Research from S&P predicts that the Fed will raise rates at least another three times this year, by 50 basis points each time. S&P projects a further four or five increases in 2023. So the danger is that the flow of non-resident debt finance into Africa will be “highly volatile,” Gill says. Building up domestic savings rates to insulate against resulting volatility in non-resident lending inflows is “clearly the best way forward.”

Gill gives the example of Ghana, where in the 12 months to August 2021, non-resident holdings of domestic debt increased by one-third, only to decline by 18% in the following six months, contributing to downward pressure on the cedi. Research from S&P shows that sovereigns have historically defaulted on local currency debt only half as often as they have on foreign currency obligations.

  • Yet African countries are constrained from reducing their foreign debts by low domestic savings rates, Gill says.
  • Debt can in theory be used to create growth, but in practice is used to prop up fiscal deficits, he argues.
  • So Africa needs foreign equity investment much more than it needs foreign debt. “That is clearly the key challenge.”

Domestic indigestion

Zambia, Kenya and Egypt are the African countries which have the highest requirement to roll over domestic debt in 2022, Gill says.

All three countries have to renew domestic debt worth between 20% and 30% of GDP in 2022, Gill says.

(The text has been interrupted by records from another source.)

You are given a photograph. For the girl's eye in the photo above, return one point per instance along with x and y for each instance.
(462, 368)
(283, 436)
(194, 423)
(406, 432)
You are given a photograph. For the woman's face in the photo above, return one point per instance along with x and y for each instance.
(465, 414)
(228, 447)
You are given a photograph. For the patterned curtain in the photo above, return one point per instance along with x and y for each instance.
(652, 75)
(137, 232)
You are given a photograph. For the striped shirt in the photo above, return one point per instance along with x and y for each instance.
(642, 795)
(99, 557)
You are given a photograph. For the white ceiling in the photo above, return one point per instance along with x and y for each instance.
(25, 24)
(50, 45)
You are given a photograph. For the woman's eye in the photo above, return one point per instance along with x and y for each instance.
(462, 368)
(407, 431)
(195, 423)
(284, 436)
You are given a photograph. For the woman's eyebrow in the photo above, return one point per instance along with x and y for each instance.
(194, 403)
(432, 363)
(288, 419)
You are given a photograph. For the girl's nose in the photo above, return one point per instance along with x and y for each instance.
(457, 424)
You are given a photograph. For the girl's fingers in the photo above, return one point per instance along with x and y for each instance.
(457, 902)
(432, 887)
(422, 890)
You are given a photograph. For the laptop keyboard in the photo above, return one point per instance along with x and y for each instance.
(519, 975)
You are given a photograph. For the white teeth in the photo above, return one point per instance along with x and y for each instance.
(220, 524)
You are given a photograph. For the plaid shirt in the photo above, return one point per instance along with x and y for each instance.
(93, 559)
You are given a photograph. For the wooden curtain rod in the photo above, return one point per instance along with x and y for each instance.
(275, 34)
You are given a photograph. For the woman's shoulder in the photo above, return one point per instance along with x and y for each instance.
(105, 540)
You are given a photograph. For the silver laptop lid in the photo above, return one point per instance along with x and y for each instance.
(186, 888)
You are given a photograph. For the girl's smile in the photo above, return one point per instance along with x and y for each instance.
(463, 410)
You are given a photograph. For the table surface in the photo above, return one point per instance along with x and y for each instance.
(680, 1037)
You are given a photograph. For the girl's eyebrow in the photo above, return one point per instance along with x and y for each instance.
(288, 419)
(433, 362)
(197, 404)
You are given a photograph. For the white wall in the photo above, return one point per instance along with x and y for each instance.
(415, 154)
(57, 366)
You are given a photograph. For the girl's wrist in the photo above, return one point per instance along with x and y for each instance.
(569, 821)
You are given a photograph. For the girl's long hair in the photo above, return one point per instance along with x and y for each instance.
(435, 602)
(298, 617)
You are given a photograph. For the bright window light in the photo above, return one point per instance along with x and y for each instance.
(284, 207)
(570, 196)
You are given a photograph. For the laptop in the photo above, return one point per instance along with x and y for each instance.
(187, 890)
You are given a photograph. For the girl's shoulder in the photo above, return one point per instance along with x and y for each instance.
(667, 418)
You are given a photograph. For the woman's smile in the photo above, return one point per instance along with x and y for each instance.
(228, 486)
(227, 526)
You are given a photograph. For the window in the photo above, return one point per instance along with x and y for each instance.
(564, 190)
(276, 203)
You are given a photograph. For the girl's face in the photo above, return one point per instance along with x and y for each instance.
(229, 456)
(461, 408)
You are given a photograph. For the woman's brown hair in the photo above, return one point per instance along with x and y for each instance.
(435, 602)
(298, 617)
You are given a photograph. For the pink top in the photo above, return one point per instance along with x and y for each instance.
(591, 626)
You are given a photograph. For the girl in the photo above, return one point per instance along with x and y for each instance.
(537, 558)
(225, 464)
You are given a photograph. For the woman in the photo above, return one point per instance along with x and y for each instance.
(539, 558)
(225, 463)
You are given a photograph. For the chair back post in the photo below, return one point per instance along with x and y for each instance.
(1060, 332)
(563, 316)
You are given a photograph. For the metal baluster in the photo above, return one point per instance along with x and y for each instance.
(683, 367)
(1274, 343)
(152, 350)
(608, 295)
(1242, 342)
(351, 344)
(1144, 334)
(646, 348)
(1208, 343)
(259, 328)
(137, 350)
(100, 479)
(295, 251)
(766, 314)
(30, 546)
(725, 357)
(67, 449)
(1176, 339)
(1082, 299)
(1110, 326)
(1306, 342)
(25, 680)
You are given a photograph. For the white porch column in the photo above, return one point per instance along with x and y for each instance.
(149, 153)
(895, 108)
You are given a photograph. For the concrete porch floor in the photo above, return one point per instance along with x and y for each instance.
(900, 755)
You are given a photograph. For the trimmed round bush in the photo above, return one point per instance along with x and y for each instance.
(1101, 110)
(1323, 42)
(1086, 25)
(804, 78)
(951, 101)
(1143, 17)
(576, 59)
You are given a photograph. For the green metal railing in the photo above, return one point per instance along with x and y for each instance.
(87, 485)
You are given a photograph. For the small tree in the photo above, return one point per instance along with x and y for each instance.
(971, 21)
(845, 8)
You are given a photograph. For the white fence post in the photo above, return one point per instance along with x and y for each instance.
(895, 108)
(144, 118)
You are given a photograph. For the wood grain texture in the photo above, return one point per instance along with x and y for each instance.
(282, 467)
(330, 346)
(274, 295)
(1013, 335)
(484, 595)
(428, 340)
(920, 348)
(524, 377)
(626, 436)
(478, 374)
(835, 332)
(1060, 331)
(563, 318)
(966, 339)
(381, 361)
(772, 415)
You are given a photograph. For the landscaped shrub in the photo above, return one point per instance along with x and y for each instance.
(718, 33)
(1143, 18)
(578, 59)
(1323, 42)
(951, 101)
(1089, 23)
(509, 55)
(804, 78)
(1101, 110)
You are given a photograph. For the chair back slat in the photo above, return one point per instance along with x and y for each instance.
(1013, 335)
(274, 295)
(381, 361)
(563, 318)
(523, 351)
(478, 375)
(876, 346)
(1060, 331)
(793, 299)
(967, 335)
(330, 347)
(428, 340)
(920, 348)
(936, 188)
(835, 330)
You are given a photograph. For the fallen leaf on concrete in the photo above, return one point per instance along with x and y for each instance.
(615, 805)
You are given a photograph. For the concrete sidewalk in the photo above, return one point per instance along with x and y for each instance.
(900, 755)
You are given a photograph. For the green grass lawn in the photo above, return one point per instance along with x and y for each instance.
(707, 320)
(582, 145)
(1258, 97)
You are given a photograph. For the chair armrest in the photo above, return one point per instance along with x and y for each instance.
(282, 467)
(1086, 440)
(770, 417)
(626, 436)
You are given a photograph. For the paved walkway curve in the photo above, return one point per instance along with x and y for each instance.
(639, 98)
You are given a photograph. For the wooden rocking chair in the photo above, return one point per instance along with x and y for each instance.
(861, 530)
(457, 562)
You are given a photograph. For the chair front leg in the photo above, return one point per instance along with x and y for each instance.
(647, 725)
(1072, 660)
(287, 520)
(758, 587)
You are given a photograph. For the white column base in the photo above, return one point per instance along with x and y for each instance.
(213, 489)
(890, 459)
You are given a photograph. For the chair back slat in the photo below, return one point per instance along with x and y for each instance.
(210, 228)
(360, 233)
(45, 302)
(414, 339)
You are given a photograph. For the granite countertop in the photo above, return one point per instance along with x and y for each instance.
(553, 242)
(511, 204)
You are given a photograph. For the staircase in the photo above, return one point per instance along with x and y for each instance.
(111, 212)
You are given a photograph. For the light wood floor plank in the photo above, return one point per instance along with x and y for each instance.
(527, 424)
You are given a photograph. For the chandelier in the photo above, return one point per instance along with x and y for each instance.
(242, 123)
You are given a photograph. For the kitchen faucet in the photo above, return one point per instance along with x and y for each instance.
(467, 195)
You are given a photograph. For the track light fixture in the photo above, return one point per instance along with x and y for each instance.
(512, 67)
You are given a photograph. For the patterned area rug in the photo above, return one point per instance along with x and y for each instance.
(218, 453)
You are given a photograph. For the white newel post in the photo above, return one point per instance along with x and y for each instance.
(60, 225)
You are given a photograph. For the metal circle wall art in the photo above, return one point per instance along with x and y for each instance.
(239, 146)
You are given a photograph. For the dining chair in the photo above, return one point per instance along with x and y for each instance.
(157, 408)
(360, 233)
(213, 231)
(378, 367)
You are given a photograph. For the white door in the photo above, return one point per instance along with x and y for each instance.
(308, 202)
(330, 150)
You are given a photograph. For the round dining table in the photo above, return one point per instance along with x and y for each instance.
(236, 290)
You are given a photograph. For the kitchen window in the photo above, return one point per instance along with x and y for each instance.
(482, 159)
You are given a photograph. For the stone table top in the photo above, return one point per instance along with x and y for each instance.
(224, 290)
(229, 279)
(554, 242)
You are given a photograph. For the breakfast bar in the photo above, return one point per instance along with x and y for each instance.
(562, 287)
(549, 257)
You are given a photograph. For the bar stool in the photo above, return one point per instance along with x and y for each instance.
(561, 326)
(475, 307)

Out of the three, Zambia is the country with the smallest banking system in relation to its GDP, which means it faces “constraints on its ability to refinance.” The country’s debt burden of over 120% of GDP is among one of the largest in Africa. Still, Zambia’s creditworthiness is supported by five-year highs on copper prices, and a sharp decline in external debt servicing after Zambia’s foreign currency debt default, S&P says.

In Kenya, the local currency rollover ratio exceeds one-quarter of its total debt, Gill says. S&P’s base case is that Kenyan banks will be able to meet the government’s reduced future borrowing requirements without denying resources to the private sector, assuming fiscal consolidation and strengthening banking profitability. The country has shown the way forward in terms of domestic savings by building up its domestic pension system, Gill says.

Banks in Egypt have the greatest exposure to their sovereign relative to their total assets, at 40% versus 19% among African sovereigns rated by S&P. The cost of debt remains very high, with the country paying about 9 percentage points of GDP to service debt, Gill says. He expects Egypt to be able to refinance its domestic debt due to the large banking system.

  • The country’s banks have strong liquidity positions, high annual deposit growth due to the low base of financial inclusion, and relatively few options for private sector lending, S&P research shows.

Mark Bohlund, senior analyst at REDD Intelligence in London, points to Uganda as an example of a country that is set to increase its share of external borrowing, amid signs that the domestic market is struggling to absorb new government debt.

  • The probability of a debut Ugandan eurobond sale this year or next is increasing after the government struggled to roll over domestic debt in the first quarter, Bohlund says.

Bottom line

The end of an era of low global interest rates puts the onus on African savings rates as a driver of debt sustainability.